Certainly, my spiritual background reflects in my teaching of sociology courses to my students at various levels. This is rooted in the university’s core values, which have spirituality as its arrow head. Our core values of integrity, responsibility and sacrifice teach morals to our students.

Do you feel fulfilled at this point in your career or are there other feats you want to achieve?

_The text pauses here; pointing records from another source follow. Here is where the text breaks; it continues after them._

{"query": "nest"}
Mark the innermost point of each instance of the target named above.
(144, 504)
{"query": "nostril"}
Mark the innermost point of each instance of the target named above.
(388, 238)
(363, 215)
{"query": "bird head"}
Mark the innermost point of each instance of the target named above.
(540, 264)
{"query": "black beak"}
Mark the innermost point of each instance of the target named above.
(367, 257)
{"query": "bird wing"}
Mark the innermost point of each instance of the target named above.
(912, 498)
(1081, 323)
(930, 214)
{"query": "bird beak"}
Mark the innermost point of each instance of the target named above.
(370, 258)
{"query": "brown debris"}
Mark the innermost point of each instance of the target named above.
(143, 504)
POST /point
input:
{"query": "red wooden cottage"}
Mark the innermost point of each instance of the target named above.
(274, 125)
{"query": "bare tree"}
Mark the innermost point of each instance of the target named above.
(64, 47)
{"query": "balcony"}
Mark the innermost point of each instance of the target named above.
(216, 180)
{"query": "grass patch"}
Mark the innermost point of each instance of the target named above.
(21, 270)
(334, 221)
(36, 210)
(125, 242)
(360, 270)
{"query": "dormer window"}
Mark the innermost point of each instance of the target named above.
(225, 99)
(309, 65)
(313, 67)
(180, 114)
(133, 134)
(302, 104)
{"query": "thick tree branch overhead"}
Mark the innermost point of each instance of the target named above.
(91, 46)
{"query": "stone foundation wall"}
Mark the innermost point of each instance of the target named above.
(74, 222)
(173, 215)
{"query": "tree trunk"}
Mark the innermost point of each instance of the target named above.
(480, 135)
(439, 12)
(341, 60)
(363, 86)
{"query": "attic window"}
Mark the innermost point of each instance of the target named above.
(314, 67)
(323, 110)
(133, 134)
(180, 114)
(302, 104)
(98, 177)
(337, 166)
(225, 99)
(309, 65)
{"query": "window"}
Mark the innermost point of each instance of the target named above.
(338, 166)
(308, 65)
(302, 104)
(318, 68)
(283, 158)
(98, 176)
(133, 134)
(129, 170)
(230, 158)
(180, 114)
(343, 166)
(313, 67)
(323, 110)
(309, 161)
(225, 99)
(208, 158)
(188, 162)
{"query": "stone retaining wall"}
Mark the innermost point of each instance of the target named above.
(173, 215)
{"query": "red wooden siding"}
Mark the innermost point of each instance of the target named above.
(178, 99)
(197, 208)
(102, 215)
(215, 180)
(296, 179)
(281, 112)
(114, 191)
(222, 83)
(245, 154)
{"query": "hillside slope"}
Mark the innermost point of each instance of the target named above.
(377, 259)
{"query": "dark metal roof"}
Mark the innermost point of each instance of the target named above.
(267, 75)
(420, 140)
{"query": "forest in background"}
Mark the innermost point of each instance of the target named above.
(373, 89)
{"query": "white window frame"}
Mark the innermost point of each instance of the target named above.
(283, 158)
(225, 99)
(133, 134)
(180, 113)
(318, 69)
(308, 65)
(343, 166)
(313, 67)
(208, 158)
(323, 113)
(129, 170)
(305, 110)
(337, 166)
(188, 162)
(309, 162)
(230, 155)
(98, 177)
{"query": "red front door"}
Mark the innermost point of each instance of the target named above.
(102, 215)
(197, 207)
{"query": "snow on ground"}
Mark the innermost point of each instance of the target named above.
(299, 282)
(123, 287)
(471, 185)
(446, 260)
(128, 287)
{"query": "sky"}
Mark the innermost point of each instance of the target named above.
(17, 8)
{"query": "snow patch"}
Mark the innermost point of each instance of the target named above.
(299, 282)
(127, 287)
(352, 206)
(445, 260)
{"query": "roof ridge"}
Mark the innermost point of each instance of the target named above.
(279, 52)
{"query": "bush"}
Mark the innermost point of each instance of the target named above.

To some extent, I thank God for where I am today. I am currently an associate professor. However, I desire to obtain my full professorship soon. As a lecturer and researcher, I have attended conferences on different continents and countries where I presented scholarly papers. Additionally, I have over 70 scholarly publications in form of journals, book chapters, edited books and conference proceedings. All of these would not have been possible if I did not venture into academics.

Who are your mentors?

I have many mentors, both men and women. They include Bishop David Oyedepo, the late Pastor Bimbo Odukoya, my parents of blessed memory, who taught me humility, honesty, hard work and love for God and His creation.

In my academic journey, God brought a mentor and a mother my way in the person of Prof Olabisi Aina of the Department of Sociology, Obafemi Awolowo University, Ile-Ife. She was not only my external examiner during my PhD oral defence, she has continued to teach and mentor me on how to become the best academician. Ever since I met mama, as we call her, my academic journey has not remained the same.

How would you describe your relationship with Bishop Oyedepo?

The bishop is my spiritual father, pastor, prophet and mentor. I see him as God’s servant and apostle over this generation. I have been tremendously blessed by his teachings and I remain his student for life. He is indeed God’s general and servant sent to liberate mankind through his teachings on the word of faith.

How do you balance work and family?

Over the years, God has helped me to balance family and work, which explains why I quit my banking job to attend to the needs of my immediate family. Sincerely speaking, it is an uphill task to combine domestic duties, family and work. I recently found out that what makes a super mum is the ability to multi-task, combine chores with family and work, and in some cases with spirituality and other assignments that may demand the attention of a career woman. The decision to leave banking for lecturing is one of the best I could think of. Combining family and work requires a lot of hard work. It is not for lazy people. Success is about paying a great price, going the extra mile to achieve extraordinary feats. As a wife, mother and career woman, one has so many things calling for one’s attention. The ability to prioritise, manage one’s time very well, be focused on achieving one’s goals and the God factor are prerequisites to achieving success.

What are your hobbies?

My hobbies include reading, meeting people, travelling and community service.